Acabei de assistir "Paperman" um curta metragem da Disney/Pixar, indicado ao Oscar e, pelo que estava lendo, o curta utiliza de uma nova tecnologia, que parece inédita nos filmes de animação. Mas apesar da técnica, dos traços do desenho serem belos, a história é simplesmente linda. Num dia qualquer, duas pessoas se encontram numa cidade grande e por conta de um fato cômico, uma ligação acontece. São aviões de papeis que levaram ao reencontro, que levaram o rapaz a "moça dos seus sonhos".
E do que são capazes os papeis, me lembrei de um fato não tão romântico, mas tão consolador que aconteceu comigo anos atrás. Quando morávamos numa republica, na época em que estudávamos, eu vivia uma fase Renoir. Eu pintava telas nas horas vagas das leituras de Marx, mas nunca tive o cuidado de guardar as minhas tintas, e as deixava numa sacolinha de supermercado, guardadas próximas a minha cama. E foi num dia qualquer, que uma mulher se ofereceu pra fazer uma faxina, era conhecida de todos os estudantes e a faxina completa nos pouparia horas de esforço. Aceitamos! Após a faxina feita, a casa brilhava... tudo em seu devido lugar. Fui terminar um quadro, que me renderia um dinheirinho para uma cerveja com as amigas, mas aonde estavam as tintas? Cadê as tintas? Mas como poderiam desaparecer? Não as encontrei, não fiquei com raiva, apenas me senti abandonada, foi quando uma das meninas que moravam comigo e, com grande espírito curioso foi até a rua, bisbilhotar no saco de lixo. Em meio a poeira, cabelos e embalagens vazias, lá estavam as minhas tintas, amassadas, apertadas, machucadas...
Fui dormir e quando acordei havia em cima da cama, um pequeno papel com os seguintes dizeres: "O que são capazes os brutos, levam o sol, a lua e levam as tintas, mas não se preocupe, sua vida é cheia de cores"
Era um bilhete da minha sensível amiga Patrícia, que jamais esqueci e que guardo até hoje comigo.
Do que são capazes os papeis? eles me lembram que a minha mãe me ama e que eu preciso dar comida para os meus cães (mamãe tem o hábito, de sempre me deixar bilhetes).
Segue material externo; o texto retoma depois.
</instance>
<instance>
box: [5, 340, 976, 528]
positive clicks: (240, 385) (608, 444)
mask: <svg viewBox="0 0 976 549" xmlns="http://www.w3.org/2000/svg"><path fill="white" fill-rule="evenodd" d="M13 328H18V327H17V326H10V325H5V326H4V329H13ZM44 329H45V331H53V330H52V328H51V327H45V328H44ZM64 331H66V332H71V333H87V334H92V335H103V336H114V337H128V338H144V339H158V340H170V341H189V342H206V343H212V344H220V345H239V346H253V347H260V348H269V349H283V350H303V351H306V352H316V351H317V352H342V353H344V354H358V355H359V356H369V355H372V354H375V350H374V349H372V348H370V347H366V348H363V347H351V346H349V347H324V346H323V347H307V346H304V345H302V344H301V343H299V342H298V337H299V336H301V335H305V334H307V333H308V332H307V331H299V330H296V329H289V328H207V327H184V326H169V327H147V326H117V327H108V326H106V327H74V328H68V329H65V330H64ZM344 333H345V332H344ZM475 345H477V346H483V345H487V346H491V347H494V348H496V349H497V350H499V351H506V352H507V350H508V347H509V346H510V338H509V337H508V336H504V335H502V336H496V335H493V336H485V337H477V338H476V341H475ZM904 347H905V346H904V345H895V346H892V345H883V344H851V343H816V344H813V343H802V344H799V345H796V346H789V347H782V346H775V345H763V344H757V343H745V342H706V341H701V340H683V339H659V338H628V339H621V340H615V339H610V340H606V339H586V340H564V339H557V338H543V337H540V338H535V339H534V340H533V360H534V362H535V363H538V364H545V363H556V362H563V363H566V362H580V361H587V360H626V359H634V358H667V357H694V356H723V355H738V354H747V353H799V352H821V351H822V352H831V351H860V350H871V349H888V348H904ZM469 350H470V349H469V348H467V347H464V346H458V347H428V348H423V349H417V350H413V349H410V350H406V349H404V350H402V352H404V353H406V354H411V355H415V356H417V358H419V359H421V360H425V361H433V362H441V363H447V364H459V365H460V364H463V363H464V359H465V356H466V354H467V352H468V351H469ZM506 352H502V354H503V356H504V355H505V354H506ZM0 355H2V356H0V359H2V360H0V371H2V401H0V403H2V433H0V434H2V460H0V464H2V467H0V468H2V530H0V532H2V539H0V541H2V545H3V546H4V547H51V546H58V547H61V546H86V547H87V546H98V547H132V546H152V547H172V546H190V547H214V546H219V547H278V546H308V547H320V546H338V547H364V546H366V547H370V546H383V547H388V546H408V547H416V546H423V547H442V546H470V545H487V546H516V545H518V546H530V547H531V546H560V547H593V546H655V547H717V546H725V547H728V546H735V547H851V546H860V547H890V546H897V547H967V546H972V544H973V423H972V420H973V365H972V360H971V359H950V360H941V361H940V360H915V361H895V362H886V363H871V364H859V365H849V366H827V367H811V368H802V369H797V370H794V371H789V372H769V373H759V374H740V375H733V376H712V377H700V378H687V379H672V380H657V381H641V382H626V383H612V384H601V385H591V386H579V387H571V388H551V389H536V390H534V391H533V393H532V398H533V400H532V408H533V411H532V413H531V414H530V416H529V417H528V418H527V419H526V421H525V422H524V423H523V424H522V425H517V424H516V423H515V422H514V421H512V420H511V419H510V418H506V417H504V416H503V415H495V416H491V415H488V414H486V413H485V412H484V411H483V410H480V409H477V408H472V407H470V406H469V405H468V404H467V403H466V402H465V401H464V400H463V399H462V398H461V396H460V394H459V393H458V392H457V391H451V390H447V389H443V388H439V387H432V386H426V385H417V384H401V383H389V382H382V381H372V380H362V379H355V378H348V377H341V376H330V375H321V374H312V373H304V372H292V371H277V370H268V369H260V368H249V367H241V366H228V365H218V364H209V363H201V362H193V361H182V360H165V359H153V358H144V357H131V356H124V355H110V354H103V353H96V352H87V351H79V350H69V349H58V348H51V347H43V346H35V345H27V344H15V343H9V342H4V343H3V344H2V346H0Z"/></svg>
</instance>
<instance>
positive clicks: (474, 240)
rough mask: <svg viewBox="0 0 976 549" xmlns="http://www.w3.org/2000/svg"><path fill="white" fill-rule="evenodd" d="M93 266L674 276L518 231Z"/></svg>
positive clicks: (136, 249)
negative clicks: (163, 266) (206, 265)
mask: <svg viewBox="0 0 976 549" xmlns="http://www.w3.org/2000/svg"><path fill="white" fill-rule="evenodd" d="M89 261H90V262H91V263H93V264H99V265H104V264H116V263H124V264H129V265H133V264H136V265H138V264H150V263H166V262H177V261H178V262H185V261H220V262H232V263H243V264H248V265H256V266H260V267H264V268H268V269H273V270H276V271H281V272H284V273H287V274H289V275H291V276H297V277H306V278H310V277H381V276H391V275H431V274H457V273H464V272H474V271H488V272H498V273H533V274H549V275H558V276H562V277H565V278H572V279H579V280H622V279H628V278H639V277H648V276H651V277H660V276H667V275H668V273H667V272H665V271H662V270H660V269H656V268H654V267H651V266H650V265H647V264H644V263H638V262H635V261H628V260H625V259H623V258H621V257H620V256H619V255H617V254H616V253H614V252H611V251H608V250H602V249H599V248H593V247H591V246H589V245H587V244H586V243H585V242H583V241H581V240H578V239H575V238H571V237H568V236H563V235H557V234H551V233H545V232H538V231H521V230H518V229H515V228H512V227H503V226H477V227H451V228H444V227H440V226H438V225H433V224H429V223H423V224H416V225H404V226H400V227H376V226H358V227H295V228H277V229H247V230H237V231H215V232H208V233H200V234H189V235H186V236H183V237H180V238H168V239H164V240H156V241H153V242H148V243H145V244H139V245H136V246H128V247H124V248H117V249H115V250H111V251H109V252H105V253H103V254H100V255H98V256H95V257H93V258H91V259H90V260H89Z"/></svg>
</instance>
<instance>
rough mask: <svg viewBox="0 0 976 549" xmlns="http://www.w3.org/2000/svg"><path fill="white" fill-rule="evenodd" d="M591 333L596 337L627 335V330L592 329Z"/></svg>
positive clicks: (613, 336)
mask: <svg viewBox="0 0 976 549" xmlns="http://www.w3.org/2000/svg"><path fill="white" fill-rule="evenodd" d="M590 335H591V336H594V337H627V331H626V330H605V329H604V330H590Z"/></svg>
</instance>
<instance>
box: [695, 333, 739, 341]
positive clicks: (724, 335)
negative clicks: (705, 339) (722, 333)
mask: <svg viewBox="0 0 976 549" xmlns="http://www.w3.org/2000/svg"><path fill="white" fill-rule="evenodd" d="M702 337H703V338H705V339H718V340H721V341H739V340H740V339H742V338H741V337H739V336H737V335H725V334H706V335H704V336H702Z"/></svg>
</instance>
Amo também, o papel da conta de telefone, onde meu pai escreveu certa vez - "Tati, vá calibrar os pneus antes de sair com o carro".
As cartas de amor, trocadas com um namorado de Minas Gerais, os cartões de natal dos amigos que já nem se encontram mais aqui. O cartão musical que não havia nada escrito, as letras tortuosas do meu avô Benedito dizendo que me amava num desses cadernos de recordações. As covardes despedidas, pedidos de dinheiro e desculpas. Os papeis são capazes de nos conduzir, acalentar, sentir raiva e amar. Sou cercada de papeis especiais guardados numa caixa velha... quando quero me reencontrar, vou até eles, pois a minha vida é cheia de cores.